Malgré tout, l’optimisme est de mise, comme le relève Reulein : « Les jeunes ont montré cette saison qu’ils avaient les moyens de saisir des places sur le podium au niveau international. La base ne s’est pas encore étoffée, mais la qualité et la formation des athlètes ainsi que le support se sont nettement améliorés. C’est sur cette base qu’il faut continuer à travailler et dans deux, trois, voire quatre ans, les résultats vont suivre. C’est dans cette phase que nous nous trouvons actuellement. Il ne faut pas oublier non plus que l’argent joue toujours un rôle. Nous nous battons contre des nations dont le budget est trois fois supérieur au nôtre, ce qui se répercute évidemment sur le degré de professionnalisme. On peut optimiser beaucoup de choses, mais il y a des limites. »

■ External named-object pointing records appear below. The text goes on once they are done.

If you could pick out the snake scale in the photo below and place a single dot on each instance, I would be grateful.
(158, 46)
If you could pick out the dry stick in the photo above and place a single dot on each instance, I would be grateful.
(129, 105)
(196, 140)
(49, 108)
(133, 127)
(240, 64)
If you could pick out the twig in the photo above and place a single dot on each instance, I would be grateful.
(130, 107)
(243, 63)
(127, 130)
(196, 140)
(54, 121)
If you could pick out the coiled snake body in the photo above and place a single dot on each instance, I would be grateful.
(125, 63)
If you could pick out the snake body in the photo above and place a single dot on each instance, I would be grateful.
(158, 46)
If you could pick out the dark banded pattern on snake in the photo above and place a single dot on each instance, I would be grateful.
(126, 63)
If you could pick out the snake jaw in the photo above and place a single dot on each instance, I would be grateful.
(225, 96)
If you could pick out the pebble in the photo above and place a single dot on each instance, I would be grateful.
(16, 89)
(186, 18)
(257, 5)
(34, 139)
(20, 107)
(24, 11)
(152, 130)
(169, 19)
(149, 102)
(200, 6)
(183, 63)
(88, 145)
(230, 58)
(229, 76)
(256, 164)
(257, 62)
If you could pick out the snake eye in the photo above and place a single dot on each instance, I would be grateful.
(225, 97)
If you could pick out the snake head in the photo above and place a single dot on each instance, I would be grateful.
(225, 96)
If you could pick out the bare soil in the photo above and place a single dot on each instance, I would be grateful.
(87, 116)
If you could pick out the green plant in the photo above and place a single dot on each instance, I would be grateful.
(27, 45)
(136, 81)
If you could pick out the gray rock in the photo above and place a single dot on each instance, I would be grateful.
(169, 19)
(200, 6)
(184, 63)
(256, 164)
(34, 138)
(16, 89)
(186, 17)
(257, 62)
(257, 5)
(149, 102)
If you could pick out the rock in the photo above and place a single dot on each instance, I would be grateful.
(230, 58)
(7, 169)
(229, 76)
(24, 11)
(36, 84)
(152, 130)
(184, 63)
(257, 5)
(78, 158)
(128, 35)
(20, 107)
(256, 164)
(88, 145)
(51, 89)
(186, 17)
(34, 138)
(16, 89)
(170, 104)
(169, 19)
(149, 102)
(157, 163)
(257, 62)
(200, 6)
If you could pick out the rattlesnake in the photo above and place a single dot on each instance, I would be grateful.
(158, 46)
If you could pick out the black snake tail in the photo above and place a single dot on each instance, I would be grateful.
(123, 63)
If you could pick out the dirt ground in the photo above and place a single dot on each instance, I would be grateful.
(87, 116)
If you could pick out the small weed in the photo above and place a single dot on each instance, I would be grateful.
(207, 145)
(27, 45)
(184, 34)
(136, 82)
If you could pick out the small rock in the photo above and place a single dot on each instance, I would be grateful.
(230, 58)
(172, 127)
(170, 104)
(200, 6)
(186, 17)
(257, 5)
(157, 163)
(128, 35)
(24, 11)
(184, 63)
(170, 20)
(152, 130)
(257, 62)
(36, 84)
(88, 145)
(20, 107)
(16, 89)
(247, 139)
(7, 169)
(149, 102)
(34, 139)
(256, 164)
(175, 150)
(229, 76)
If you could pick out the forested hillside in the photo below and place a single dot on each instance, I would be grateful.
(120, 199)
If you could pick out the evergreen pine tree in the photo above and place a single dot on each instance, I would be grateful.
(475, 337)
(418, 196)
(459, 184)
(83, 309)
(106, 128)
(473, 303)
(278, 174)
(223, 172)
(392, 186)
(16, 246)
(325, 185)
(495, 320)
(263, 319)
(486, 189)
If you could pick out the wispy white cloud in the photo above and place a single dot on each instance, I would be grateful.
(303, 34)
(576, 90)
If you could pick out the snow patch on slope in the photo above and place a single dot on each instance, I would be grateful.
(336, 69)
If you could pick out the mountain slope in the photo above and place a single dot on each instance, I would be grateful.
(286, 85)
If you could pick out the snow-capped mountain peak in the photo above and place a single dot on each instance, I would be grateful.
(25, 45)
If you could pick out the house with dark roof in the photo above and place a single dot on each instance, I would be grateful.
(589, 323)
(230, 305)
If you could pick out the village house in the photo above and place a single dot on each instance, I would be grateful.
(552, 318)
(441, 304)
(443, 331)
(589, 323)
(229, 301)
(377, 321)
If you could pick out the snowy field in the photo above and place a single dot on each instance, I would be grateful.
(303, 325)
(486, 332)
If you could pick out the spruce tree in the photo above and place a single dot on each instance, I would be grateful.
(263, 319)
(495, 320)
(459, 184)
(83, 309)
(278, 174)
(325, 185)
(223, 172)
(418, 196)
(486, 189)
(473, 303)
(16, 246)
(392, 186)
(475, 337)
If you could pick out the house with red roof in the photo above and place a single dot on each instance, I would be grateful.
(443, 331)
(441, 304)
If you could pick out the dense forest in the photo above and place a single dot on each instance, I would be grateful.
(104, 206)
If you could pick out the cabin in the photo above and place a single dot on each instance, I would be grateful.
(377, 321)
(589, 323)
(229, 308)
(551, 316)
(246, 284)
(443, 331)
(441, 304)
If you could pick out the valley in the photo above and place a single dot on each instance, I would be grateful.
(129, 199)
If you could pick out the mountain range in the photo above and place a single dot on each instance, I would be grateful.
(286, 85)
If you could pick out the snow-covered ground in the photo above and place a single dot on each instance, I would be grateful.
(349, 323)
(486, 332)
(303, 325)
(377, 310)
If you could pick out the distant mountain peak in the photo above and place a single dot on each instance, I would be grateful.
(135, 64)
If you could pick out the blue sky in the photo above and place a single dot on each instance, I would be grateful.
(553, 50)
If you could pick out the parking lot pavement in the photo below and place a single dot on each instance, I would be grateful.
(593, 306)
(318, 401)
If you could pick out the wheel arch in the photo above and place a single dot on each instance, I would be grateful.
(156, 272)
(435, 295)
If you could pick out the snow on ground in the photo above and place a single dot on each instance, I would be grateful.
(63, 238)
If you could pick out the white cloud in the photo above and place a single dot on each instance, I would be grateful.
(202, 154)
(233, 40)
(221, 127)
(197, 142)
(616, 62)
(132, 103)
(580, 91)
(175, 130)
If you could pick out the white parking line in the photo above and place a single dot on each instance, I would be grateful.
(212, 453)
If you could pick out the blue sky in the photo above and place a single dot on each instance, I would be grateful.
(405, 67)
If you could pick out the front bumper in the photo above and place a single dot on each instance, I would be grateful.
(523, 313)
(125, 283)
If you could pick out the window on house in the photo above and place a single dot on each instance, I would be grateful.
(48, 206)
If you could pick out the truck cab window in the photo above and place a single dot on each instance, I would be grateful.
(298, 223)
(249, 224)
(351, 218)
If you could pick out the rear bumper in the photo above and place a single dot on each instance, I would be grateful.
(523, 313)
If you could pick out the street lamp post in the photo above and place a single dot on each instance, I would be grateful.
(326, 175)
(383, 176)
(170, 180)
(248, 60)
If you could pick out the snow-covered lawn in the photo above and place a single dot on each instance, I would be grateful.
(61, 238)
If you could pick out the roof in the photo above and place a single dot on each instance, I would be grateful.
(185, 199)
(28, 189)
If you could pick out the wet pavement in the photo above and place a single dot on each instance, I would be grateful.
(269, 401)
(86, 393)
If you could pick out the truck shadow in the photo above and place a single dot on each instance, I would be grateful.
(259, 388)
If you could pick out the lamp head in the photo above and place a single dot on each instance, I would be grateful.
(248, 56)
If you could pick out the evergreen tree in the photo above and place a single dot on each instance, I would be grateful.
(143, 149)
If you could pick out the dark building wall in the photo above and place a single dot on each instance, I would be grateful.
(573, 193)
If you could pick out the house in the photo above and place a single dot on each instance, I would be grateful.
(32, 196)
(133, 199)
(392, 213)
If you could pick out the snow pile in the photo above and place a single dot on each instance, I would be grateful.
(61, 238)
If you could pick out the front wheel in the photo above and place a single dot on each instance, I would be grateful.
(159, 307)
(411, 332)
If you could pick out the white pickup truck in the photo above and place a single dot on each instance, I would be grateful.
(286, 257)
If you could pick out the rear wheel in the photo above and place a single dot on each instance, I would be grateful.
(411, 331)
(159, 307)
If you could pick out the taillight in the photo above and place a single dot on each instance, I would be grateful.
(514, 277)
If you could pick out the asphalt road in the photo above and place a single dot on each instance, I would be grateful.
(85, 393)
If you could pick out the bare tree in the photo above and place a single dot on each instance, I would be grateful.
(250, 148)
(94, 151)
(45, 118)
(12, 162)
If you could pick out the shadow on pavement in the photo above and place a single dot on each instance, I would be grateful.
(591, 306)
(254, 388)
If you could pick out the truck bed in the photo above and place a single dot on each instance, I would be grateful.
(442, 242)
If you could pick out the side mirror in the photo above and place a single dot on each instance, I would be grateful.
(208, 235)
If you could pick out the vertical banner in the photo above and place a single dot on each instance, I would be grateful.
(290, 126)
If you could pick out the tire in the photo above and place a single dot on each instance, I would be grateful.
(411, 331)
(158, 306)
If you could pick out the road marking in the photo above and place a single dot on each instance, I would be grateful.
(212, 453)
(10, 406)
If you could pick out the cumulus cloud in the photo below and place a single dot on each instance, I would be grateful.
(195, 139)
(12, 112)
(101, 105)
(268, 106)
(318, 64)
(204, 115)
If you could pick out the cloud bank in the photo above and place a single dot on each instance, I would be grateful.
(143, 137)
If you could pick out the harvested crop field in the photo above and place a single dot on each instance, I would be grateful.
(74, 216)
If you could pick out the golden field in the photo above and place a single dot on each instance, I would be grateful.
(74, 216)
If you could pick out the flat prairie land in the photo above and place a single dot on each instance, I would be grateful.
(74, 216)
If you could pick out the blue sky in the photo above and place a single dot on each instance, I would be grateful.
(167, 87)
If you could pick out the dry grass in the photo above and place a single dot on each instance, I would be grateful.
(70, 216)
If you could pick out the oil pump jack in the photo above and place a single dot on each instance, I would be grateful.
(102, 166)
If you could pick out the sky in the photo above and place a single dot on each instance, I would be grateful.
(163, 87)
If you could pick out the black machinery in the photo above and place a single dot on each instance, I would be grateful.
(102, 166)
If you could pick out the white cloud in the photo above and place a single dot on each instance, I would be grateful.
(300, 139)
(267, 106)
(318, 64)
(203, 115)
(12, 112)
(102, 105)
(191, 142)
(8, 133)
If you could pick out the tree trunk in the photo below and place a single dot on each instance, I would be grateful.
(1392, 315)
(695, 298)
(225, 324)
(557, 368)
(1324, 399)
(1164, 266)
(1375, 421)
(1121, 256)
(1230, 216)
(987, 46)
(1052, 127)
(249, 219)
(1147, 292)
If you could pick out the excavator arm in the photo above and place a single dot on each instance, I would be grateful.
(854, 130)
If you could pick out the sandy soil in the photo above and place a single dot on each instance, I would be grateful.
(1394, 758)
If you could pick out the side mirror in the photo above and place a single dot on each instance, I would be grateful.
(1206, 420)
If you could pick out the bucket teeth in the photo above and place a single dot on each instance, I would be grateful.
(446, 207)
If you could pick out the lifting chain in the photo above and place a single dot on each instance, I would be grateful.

Qualifier la Suisse à Santander

L’heure tourne pour le Swiss Sailing Team. En septembre déjà auront lieu à Santander en Espagne les Championnats du monde des séries olympiques où les Suisses veulent qualifier leur pays dans autant de disciplines possibles. Ensuite, un container partira à Rio. Selon Reulein, les athlètes ont besoin de 120 jours sur l’eau pour comprendre les spécificités de l’ensemble des race areas.

Les règles de qualification pour Rio seront publiées prochainement. Reste à espérer qu’elles permettront au plus grand nombre de navigateurs de se qualifier suffisamment tôt et ainsi avoir l’occasion de se préparer sur place sans la pression des qualifications.